Background No study have evaluated if there is a correlation between histological pattern of temporal artery biopsy and survival in patients with biopsy-proven giant cell arteritis (GCA).

Objectives To investigate the relationship between histological pattern of temporal artery biopsy and survival in patients with biopsy-proven GCA in a defined area of Northern Italy.

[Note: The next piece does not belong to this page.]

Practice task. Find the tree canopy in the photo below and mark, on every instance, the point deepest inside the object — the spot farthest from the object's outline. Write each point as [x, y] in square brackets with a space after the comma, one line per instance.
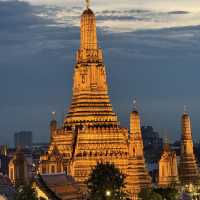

Methods All patients with incident temporal artery biopsy-positive GCA diagnosed between 1986 and 2012 living in the Reggio Emilia area were identified using pathology register and by reviewing all histopathological specimens. Patients were followed from the time of diagnosis until either their death or until December 31st, 2013. On the basis of the localization of the inflammation, positive TABs were classified into 4 categories: transmural inflammation (TMI), (229 cases, 81.8% of the positive biopsies); inflammation limited to adventitia (ILA), (14 cases, 5% of the positive biopsies); vasa vasorum vasculitis (VVV), (13 cases, 4.6% of the positive biopsies); and small vessel vasculitis (SVV), (24 cases, 8.6% of the positive biopsies). A semiquantitative 4 grade scale was used to describe the severity of mural inflammation (no mural inflammation, 81 cases, 28.9%, mild mural inflammation, 43 cases, 15.4%, moderate mural inflammation, 75 cases, 26.8%, severe mural inflammation, 81 cases, 28.9%). For each case, we identified one control from the same geographic area matched for age and gender. Mortality rates and specific causes of death were reported and compared between cases and controls and between cases with different histological pattern. TAB histological pattern and severity of mural inflammation entered in a Cox proportional regression analysis along with demographical, clinical and laboratory data at disease onset.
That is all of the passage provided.